1. Cut enough 30" squares of cardboard to make a stack 5" tall (approximately 40 single-wall sheets). You can piece together smaller sheets, but keep this to a minimum for maximum strength; sandwich any pieced layers between two continuous sheets. Creases are okay, but make sure they are oriented at right angles to one another in adjoining layers for strength.

2. Lay out two 30"-square pieces of hardboard on the floor with the rough sides facing up. Brush the rough sides thoroughly with wheat paste (recipe on page 25), making sure to saturate the entire surface. Lay a piece of cardboard on top of one piece of hardboard. Paint the cardboard with wheat paste, and stack a second piece of cardboard with the grain (corrugation flutes) oriented perpendicular to that of the first piece. Repeat until the stack is 2." thick, with every layer of corrugation alternated.

Note: It’s important to work as quickly as possible to prevent the glue from drying and/or the cardboard curling from the moisture in the glue before the stack is under clamping pressure.

Cap the stack with the second piece of hardboard — smooth side facing out — and a piece of plywood to distribute the clamping weight. Evenly lay out plate weights, sandbags, cinderblocks, or other heavy objects on top of the stack. Let the paste cure for at least 24 hours. This is important, as it takes a long time for the center of the laminated stack to dry, and cutting into soggy cardboard will ruin the lamination. Turn a fan on the stack to promote airflow (I have had stacks take so long to dry that they began to mold). Repeat the process to create a second stack.

3. Lay out the chair silhouette on the dry stacks as shown at right. Cut out as much as possible with a circular saw, then use a jigsaw to finish up the interior cuts. Cutting laminated cardboard in this way throws up a lot of super-fine dust, so wear a mask and cut in a well-ventilated area.

4. Lay out the holes for the tubes according to step 6 of the layout sequence at right. Bore recesses for the tubes with a hole saw, being careful to drill only halfway through the depth of the side pieces.
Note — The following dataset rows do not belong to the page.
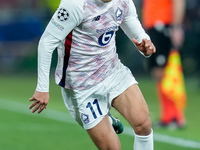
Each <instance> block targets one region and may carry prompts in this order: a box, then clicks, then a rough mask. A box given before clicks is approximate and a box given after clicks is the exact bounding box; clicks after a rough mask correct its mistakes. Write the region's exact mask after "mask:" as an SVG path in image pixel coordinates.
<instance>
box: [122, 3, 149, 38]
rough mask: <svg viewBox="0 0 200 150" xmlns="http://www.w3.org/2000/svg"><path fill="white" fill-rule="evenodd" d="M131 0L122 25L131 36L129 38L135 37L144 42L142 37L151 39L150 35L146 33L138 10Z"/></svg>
mask: <svg viewBox="0 0 200 150" xmlns="http://www.w3.org/2000/svg"><path fill="white" fill-rule="evenodd" d="M128 1H129V8H128V12H127V14H126V16H125V17H124V20H123V22H122V24H121V25H120V27H121V28H122V29H123V31H124V32H125V33H126V35H127V36H128V37H129V39H132V38H135V39H136V40H137V41H138V42H142V39H144V38H146V39H150V38H149V36H148V35H147V34H146V33H145V31H144V29H143V27H142V25H141V23H140V21H139V19H138V15H137V12H136V8H135V5H134V3H133V1H132V0H128Z"/></svg>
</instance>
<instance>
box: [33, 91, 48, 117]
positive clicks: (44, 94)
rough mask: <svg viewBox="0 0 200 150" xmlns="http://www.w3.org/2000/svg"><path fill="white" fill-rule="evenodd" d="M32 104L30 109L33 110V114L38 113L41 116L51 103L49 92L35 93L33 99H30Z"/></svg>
mask: <svg viewBox="0 0 200 150" xmlns="http://www.w3.org/2000/svg"><path fill="white" fill-rule="evenodd" d="M29 101H30V102H33V103H32V104H31V106H30V107H29V109H32V108H33V110H32V113H34V112H36V111H37V113H38V114H39V113H41V112H42V111H43V110H44V109H46V108H47V104H48V102H49V92H39V91H35V93H34V95H33V97H32V98H30V99H29Z"/></svg>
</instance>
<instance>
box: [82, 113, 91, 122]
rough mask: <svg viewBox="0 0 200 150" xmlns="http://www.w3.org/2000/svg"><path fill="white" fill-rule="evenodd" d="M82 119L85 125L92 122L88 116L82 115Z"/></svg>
mask: <svg viewBox="0 0 200 150" xmlns="http://www.w3.org/2000/svg"><path fill="white" fill-rule="evenodd" d="M81 119H82V121H83V123H84V124H88V123H89V122H90V119H89V115H87V114H83V113H82V114H81Z"/></svg>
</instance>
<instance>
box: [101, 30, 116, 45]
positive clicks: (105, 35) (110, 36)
mask: <svg viewBox="0 0 200 150" xmlns="http://www.w3.org/2000/svg"><path fill="white" fill-rule="evenodd" d="M113 35H114V31H109V32H106V33H103V34H102V35H101V36H100V37H99V39H98V43H99V45H101V46H105V45H107V44H108V43H109V42H110V40H111V39H112V37H113Z"/></svg>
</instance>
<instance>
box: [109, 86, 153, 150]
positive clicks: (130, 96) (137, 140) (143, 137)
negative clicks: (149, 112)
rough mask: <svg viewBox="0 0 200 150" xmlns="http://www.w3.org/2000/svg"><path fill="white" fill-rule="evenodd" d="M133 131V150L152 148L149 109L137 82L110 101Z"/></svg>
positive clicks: (149, 148) (150, 123) (150, 148)
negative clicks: (124, 118) (111, 101)
mask: <svg viewBox="0 0 200 150" xmlns="http://www.w3.org/2000/svg"><path fill="white" fill-rule="evenodd" d="M112 105H113V107H115V108H116V109H117V110H118V111H119V112H120V113H121V114H122V115H123V116H124V117H125V118H126V119H127V121H128V122H129V123H130V124H131V126H132V127H133V129H134V132H135V143H134V150H140V149H142V150H153V133H152V129H151V120H150V117H149V110H148V107H147V104H146V102H145V100H144V97H143V95H142V93H141V91H140V89H139V87H138V85H137V84H134V85H132V86H130V87H129V88H128V89H127V90H125V91H124V92H123V93H122V94H120V95H119V96H118V97H116V98H115V99H114V100H113V102H112Z"/></svg>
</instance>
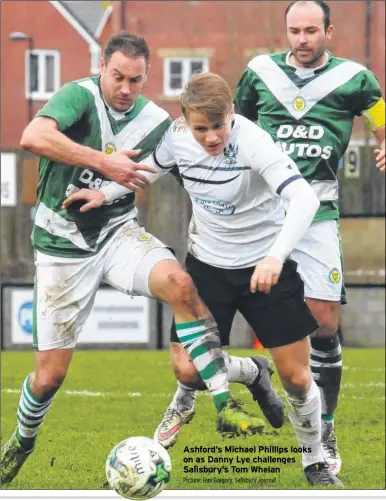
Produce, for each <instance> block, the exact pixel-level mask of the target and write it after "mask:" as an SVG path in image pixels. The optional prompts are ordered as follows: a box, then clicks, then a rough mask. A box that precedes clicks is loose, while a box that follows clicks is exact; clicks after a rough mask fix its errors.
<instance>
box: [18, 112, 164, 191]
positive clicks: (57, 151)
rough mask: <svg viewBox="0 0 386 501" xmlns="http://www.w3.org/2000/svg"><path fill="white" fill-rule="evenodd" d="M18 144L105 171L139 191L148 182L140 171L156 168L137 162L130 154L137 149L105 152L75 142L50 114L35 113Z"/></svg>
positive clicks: (98, 170)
Note: Make sure the center mandrel bit of the hole saw will not penetrate the outer hardboard layer.

The sides with holes should be mirror images of each other. The hole saw will leave a plug behind after it is withdrawn; pry this out with a box cutter

5. Glue the tubes into one side with PVA glue, seating the tubes fully into the recesses with a mallet, as needed. Repeat to add the other side. Set the seat up and twist the sides until everything is neat and even and the chair sits squarely on the ground. If necessary, clamp everything together to draw the sides tight. Let the glue dry.

6. Finish the chair as desired. Water- or oil-based polyurethane or a simple wax are good options for these materials.

DISPOSAL: If finished without wax, this whole chair can be tossed in a recycling bin, or chopped  into pieces and composted.